Sehr geehrte Mitglieder des Bundestages!

Mit teils Angst und teils Ärger sehe ich die zunehmende Kriegspolitik. Da ich Sie mit gewählt habe (wenn auch nicht jede einzelne Person und Partei), habe auch ich die Macht an Sie delegiert. Daher bin ich mit verantwortlich dafür, wie Sie mit dieser Macht umgehen und will Ihnen meine Kritik äußern.

Ein weiterer Grund ist, dass ich Theologie und Entwicklungspolitik studiert habe und über Jahre in Bereichen der Friedensarbeit, der Menschenrechtsbegleitung, tätig war.

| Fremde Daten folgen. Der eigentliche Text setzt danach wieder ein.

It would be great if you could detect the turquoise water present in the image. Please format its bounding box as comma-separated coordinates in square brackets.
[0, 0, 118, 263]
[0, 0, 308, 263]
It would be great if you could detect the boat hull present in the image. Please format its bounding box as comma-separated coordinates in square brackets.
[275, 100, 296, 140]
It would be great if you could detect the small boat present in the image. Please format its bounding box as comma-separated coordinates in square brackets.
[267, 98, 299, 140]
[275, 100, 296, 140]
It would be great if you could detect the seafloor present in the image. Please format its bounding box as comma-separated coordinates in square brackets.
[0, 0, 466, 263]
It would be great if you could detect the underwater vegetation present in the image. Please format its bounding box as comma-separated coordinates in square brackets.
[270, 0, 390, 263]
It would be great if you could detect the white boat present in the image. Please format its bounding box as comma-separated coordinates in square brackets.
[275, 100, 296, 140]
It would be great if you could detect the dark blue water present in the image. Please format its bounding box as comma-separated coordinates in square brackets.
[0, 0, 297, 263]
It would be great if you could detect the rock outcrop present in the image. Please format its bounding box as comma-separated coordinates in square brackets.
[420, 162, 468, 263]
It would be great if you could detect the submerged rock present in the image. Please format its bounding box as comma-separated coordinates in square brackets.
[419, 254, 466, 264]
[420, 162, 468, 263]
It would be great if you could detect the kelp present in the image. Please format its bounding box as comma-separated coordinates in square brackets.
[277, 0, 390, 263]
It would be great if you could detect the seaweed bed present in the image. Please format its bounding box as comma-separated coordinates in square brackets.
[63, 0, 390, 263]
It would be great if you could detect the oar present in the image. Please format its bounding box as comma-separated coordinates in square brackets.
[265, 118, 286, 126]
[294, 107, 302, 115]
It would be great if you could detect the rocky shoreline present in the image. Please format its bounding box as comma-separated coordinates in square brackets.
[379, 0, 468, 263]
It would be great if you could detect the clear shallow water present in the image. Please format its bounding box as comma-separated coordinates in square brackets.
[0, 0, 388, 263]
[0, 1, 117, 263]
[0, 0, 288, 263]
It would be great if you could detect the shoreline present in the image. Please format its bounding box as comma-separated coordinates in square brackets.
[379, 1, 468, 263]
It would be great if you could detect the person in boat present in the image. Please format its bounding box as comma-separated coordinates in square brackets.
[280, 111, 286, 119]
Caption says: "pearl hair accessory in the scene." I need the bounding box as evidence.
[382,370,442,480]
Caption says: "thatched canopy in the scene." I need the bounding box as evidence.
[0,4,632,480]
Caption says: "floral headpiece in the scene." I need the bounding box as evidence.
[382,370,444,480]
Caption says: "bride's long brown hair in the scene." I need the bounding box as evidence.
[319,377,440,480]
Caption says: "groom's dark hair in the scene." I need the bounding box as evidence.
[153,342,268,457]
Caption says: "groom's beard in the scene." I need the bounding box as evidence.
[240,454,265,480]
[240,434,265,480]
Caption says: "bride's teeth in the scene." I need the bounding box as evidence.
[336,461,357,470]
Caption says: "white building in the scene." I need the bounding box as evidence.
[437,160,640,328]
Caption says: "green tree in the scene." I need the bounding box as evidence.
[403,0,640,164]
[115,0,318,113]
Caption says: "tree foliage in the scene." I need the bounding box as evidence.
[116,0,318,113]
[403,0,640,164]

Wenn Sie im Einklang mit der EU und den USA eine zunehmende Bewaffnung der Ukraine fördern und verwirklichen, dann trägt dies m.E. zur Eskalation, zur Verschlimmerung des Krieges bei und nicht zum Frieden oder zu einer guten Lösung, wie Sie irrtümlicherweise glauben oder zu denken scheinen. Sie können von Eugen Drewermann, der Jahrzehnte lang über Krieg und Frieden geforscht hat, lernen, dass der Krieg durch eine “Spirale der Angst” funktioniert. Jede Seite fühlt sich durch die andere bedroht, und dadurch dass man mit der je anderen Seite nicht vertraut ist (und das verschlimmert sich, solange es keinen Dialog gibt), steigert sich die Angst in der Phantasie ins Unendliche oder jedenfalls oft in absurde Dimensionen hinein. Russland hat mit dem Angriffskrieg gegen die Ukraine begonnen, nachdem die NATO und die USA seit den 1990er Jahren ihre Präsenz immer weiter nach dem Osten ausgedehnt haben. Sie haben Russland dadurch immer mehr Anlass gegeben, sich bedroht zu fühlen. Die westliche Welt übersteigert wiederum ihre Angst vor Russland und neigt manchmal dazu zu phantasieren, dass Russland womöglich ganz Europa erobern wolle.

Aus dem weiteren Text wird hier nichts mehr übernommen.